I have a php authentication script that checks against a MySQl database (shopping cart DB...so I can't change or add anything to it) for login info. Upon a correct login, a session is started. Is there anyway to limit the authentication to one username at a time? So that when user1 logs in...and someone else tries to use user1's username and password to access the page as well, it doesn't authenticate, or start the session. I should add that the session ends when the browser closes...so no cookies. I'm trying to authenticate people to a subscription to a college sports play-by-play audio stream. Games can be 3 1/2 hours...makes it hard to log someone out without their interaction. Thanks. Brian
Sure, if you save the session to the database, you should just store the loginname associated with this session as field in the DB, in case you can already associate it. When you check the logincredentials then, you just do a lookup in your database if the username already exists.
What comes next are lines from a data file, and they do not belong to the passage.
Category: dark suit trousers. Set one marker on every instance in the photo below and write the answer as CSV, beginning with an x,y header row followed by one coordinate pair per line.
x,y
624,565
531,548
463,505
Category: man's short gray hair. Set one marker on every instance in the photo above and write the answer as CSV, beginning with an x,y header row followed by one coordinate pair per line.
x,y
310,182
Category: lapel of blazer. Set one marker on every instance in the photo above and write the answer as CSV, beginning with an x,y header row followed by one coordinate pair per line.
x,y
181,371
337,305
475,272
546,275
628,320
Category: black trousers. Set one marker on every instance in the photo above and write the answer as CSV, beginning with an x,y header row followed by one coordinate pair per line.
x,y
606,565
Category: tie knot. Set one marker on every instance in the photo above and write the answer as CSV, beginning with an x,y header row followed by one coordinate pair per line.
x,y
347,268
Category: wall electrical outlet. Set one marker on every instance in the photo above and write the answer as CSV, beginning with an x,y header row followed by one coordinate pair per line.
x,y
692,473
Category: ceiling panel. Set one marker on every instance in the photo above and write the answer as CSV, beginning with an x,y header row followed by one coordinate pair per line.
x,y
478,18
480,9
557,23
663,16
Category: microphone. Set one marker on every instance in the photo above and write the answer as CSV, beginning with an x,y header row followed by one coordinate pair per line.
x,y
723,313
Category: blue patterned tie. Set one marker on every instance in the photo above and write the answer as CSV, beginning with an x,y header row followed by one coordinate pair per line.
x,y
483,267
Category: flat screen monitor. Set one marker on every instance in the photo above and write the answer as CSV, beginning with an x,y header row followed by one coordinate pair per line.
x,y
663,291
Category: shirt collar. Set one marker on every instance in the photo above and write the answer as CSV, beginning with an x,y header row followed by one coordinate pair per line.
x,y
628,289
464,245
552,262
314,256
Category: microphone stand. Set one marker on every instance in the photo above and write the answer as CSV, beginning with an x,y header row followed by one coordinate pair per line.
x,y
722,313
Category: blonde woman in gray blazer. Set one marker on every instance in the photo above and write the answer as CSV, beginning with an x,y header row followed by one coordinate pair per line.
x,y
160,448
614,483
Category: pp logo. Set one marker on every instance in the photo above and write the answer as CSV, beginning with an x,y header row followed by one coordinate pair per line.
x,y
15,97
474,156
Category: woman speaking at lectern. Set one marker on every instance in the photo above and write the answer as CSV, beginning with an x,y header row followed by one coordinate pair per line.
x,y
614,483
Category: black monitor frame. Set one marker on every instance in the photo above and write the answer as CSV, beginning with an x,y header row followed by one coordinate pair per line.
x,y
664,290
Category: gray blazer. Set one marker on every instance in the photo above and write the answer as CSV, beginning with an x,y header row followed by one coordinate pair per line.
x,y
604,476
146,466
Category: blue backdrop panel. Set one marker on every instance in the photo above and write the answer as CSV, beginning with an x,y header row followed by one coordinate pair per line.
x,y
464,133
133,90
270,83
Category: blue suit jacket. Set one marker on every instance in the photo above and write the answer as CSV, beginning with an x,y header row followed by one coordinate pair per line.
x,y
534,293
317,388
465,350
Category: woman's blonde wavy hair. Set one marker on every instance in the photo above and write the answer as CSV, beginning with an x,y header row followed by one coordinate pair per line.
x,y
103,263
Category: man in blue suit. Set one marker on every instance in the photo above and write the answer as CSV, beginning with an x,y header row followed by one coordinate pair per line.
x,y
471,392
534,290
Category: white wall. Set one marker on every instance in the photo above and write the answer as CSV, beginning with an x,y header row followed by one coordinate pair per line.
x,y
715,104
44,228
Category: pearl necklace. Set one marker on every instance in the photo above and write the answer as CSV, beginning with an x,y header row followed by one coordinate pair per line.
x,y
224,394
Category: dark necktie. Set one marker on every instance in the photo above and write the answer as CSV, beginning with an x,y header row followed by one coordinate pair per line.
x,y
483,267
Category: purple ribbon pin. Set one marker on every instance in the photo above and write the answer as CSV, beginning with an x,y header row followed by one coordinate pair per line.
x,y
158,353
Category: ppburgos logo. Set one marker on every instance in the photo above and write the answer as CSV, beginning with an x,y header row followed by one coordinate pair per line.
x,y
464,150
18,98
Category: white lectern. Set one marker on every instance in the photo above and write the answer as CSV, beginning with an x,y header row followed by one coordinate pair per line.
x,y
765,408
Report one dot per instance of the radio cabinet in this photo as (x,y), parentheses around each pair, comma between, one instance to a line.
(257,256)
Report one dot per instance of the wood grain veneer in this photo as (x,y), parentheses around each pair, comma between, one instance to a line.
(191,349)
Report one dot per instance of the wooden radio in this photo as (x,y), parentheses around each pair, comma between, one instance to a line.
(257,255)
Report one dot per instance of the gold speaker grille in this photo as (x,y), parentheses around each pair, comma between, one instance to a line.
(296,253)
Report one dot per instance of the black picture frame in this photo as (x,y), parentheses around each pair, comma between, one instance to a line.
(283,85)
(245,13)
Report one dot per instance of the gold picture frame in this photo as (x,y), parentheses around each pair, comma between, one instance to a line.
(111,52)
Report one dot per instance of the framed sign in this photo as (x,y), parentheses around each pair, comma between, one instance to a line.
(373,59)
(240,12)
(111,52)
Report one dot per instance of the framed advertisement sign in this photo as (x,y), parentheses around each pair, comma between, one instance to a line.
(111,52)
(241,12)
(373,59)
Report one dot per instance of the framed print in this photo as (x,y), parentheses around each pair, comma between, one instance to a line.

Ok...but how do you write the username to the db and then remove it when they close the browser. Thanks. Brian
You write the username to the DB directly after the authentication process. The "how" depends on your implementiation. The Sessions in the DB should be removed by a garbage process. You do not remove the Session / Username when the browser closes, cause no browser sends any "signal" to a serverbased app. So the only way to do it is to use cookies. The cookie is set though the it disappears on closing the browser. The cookie itself holds the session id. that's it.